Toute la force de « Série Noire », c’est d’avoir mis sur pellicule le noir littéraire dans du bleu-blanc-rouge. Tout d’abord, il faut rappeler que le parcours d’un réalisateur explique sa manière de filmer. Or Corneau n’a pas toujours été Corneau. Avec Bertrand Tavernier, il était à ses débuts militants d’une organisation politique trotskiste : l’OCI. L’anecdote n’est pas sans importance, car « Série Noire » s’attache à montrer la France à la fin des années 70 d’un point de vue social : fin des années de reconstruction sous autorité américaine (Nixon déclare la guerre économique en 1971), l’espoir de la victoire de la gauche, le désespoir des luttes qui n’aboutissent pas, le malaise social.

Dès le début, le cadre est posé.
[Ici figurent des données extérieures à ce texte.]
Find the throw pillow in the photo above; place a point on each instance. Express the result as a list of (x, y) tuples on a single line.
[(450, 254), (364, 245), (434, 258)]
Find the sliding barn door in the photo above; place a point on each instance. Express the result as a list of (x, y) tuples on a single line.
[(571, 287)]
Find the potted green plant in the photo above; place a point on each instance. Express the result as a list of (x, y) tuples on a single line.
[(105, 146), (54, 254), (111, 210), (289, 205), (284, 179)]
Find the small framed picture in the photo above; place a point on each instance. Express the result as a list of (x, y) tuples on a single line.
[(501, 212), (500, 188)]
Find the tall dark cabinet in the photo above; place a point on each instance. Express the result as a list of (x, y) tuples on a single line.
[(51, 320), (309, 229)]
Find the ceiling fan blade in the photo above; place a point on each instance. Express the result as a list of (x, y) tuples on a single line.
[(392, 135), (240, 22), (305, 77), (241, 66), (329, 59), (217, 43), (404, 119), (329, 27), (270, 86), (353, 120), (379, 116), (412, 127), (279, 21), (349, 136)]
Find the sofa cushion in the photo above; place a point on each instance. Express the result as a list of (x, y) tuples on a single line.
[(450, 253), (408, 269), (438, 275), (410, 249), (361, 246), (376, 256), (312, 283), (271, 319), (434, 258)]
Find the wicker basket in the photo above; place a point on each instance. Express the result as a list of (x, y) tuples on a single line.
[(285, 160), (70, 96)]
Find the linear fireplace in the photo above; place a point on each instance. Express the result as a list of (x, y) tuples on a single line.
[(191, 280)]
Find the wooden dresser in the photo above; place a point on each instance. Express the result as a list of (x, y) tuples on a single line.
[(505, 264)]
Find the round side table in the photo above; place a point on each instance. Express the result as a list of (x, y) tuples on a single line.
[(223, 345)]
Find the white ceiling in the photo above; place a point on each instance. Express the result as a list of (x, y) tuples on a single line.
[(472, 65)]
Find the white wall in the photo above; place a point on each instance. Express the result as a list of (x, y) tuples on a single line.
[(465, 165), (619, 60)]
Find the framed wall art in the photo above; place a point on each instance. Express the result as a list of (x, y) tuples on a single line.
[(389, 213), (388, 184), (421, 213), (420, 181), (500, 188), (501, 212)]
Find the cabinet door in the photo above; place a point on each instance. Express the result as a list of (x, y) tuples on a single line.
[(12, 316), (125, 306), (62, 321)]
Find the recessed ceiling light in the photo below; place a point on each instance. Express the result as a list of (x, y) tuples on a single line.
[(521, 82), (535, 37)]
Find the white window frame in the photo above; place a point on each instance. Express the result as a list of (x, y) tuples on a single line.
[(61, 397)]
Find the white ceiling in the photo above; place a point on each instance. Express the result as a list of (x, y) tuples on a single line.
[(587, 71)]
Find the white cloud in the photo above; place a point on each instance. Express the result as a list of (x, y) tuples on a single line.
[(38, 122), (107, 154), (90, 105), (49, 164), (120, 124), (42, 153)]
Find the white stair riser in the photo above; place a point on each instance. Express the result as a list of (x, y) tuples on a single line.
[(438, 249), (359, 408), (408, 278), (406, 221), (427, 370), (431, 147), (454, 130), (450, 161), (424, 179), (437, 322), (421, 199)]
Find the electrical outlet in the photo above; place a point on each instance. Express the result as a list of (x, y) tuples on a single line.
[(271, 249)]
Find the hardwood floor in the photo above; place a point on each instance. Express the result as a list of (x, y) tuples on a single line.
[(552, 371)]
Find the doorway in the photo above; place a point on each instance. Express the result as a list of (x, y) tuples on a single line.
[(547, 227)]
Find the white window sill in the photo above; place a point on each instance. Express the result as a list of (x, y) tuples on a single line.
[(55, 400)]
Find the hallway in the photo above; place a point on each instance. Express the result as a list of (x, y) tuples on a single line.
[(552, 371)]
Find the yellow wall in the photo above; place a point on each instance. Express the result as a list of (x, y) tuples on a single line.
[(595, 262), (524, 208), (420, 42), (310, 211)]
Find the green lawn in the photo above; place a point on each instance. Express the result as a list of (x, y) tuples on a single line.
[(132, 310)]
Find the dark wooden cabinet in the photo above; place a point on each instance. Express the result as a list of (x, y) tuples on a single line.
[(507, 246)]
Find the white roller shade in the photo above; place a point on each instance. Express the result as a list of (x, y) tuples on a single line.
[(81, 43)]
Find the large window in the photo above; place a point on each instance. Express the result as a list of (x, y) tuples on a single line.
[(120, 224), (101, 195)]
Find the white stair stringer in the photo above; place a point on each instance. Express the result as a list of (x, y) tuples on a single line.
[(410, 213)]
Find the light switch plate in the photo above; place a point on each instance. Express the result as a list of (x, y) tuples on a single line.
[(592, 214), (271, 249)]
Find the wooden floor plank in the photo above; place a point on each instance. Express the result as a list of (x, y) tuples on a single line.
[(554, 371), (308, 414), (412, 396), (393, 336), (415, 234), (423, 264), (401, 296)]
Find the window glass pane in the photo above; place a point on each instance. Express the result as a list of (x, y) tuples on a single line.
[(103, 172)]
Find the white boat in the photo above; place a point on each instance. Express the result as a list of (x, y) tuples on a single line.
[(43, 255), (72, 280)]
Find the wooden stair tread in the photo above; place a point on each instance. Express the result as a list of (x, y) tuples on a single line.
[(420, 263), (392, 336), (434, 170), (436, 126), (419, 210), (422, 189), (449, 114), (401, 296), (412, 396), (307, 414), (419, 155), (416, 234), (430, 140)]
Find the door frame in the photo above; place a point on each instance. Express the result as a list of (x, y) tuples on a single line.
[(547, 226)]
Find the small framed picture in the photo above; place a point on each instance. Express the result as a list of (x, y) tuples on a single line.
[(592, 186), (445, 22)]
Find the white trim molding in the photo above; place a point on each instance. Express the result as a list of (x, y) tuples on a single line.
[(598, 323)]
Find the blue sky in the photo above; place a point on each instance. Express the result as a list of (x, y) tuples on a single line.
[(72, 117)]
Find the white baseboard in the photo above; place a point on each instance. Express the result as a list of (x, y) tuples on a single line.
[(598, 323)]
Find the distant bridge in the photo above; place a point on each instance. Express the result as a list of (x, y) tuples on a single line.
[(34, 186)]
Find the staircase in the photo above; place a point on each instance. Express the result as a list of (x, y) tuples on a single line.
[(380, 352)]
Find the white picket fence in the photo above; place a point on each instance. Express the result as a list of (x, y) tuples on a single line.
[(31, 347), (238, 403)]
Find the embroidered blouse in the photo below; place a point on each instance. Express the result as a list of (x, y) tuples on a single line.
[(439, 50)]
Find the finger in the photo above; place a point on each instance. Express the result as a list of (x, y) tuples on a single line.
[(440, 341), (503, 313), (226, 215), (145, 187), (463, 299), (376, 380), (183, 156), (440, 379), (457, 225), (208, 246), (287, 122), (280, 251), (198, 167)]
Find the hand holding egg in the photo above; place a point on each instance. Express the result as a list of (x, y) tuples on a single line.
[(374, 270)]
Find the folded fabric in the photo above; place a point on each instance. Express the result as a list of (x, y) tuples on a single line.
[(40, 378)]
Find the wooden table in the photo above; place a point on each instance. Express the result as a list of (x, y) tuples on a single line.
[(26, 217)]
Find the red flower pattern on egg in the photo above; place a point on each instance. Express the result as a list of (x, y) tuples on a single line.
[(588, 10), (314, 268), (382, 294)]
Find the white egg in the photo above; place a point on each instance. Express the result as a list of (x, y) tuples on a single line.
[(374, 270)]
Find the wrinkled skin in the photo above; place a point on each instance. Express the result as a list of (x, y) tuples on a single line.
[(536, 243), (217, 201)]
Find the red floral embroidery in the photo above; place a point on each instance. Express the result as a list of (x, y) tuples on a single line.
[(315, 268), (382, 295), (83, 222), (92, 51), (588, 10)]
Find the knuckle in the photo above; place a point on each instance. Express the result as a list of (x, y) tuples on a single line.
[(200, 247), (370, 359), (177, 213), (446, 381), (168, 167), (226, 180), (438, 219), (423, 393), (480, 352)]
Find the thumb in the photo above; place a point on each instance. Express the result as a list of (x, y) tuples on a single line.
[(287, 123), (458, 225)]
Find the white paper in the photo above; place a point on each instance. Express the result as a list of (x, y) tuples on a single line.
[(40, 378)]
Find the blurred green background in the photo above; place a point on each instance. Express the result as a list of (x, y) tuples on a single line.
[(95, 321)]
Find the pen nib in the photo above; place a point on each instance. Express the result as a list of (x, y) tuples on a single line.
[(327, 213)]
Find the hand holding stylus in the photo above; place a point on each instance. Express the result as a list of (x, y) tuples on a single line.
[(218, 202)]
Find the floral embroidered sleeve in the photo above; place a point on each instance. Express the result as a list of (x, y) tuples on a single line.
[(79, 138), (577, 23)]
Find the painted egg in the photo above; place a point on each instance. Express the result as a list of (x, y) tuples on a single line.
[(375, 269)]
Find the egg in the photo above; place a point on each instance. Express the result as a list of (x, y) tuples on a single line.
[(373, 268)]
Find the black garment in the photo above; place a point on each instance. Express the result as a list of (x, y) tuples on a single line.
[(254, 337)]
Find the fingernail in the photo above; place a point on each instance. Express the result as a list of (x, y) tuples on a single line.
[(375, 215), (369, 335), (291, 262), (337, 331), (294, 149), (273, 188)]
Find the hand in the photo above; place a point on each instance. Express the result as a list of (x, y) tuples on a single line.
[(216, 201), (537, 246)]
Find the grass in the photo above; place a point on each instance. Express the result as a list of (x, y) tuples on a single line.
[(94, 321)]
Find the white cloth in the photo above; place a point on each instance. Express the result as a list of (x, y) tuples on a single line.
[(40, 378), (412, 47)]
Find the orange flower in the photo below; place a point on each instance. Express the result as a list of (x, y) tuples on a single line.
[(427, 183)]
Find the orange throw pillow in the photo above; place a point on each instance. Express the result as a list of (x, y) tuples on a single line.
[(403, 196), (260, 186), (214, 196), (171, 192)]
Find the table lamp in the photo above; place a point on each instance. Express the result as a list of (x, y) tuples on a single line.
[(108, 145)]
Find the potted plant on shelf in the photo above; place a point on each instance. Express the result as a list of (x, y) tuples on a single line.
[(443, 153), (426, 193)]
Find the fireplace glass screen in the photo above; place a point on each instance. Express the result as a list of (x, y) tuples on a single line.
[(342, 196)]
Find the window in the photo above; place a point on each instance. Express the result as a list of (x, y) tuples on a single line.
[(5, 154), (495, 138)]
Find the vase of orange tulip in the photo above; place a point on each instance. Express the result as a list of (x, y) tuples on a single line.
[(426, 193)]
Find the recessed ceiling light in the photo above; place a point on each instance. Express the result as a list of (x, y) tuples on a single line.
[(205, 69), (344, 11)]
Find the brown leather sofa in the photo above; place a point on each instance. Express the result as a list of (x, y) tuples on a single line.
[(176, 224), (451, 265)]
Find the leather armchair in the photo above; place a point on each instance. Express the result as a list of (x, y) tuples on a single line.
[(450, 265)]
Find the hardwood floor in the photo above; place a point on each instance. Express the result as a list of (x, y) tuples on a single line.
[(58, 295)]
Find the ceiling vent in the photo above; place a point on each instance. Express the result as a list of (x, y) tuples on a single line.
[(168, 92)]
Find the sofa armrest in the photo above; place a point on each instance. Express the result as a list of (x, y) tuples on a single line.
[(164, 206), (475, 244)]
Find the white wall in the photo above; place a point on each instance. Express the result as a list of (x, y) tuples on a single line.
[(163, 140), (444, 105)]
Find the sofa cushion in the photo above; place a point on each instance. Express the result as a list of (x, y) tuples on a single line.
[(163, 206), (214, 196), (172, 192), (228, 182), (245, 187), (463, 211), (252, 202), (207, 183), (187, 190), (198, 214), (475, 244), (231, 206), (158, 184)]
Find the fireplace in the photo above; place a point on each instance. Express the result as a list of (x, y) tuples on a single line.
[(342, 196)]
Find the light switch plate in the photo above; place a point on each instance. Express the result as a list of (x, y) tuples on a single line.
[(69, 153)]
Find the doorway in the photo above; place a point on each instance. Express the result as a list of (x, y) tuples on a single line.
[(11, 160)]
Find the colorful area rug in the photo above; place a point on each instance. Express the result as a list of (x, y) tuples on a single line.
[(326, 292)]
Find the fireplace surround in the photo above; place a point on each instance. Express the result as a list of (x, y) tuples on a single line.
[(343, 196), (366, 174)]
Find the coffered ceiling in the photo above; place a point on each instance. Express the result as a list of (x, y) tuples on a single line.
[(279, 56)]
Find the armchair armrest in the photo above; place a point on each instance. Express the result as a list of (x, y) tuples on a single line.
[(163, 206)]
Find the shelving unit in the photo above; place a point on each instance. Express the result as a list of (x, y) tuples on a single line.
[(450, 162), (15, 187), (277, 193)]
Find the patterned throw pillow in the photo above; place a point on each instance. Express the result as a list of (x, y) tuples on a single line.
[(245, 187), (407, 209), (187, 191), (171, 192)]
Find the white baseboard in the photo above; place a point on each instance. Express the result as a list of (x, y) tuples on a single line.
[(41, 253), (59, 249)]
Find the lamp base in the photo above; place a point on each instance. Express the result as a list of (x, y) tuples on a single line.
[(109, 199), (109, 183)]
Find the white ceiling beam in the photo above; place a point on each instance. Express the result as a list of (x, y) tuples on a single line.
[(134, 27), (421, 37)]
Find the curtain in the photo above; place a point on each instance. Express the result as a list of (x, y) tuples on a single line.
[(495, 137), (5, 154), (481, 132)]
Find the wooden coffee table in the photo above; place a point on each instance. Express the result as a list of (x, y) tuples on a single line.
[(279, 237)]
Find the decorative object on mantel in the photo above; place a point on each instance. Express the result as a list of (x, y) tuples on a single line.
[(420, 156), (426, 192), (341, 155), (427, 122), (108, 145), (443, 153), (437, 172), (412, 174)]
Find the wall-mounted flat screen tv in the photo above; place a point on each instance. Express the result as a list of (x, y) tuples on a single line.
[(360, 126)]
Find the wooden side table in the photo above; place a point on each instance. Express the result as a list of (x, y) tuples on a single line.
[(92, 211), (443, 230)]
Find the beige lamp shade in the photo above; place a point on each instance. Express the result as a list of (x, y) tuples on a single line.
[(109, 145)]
Le cadre, c’est tout autant le personnage central (Franck Pourpart - Patrick Dewaere, brillant !) que ce qui l’entoure. Nous sommes sur un terrain vague jouxtant des immeubles HLM, il pleut, il fait sombre, le ciel gronde, et là, Franck se fait son film à lui. Il s’imagine aux prises avec des gangsters, se bagarre et finit par danser sur un air de Jazz (Duke Ellington à la trompette). On le sent bien : le personnage est paumé, dans un endroit paumé, sous des auspices qui annoncent le pire. Corneau reprend donc à son compte les relents désespérés du roman, en l’adaptant à l’environnement social de l’hexagone, pour en faire un vrai film noir français, qui n’a pas grand-chose à voir avec le film noir américain à proprement parler, découlant pour l’essentiel des auteurs de la « Hard Boiled School » susmentionnée. Le décor ne changera pas vraiment tout au long du film: il fait toujours gris, froid, Franck se réfugie souvent sur un terrain vague. L’amour entre lui et Mona se résumera à quelques échanges physiques désarticulés, disharmonieux, bref ratés.

On se délecte de toutes ces scènes ou le mal-être transpire, ou tout semble glauque.

Franck est représentant pour un quincaillier. Les affaires marchent mal, son couple va mal. Une rencontre avec Mona (Marie Trintignant dans son tout premier rôle), jeune fille de 17 ans prostituée par sa vieille tante dans une maison lugubre de banlieue. Les personnages sont à l’abandon. Or Franck va se lancer dans un plan hasardeux : prendre le magot de la tante, partir loin, très loin, avec la jeune Mona. Ca, c’est le scénario, le film qu’il se fait lui-même. Mais la réalité le rattrapera, pour un dénouement différent du livre, plus sombre car plus réaliste, et bouclant le cycle de désenchantement.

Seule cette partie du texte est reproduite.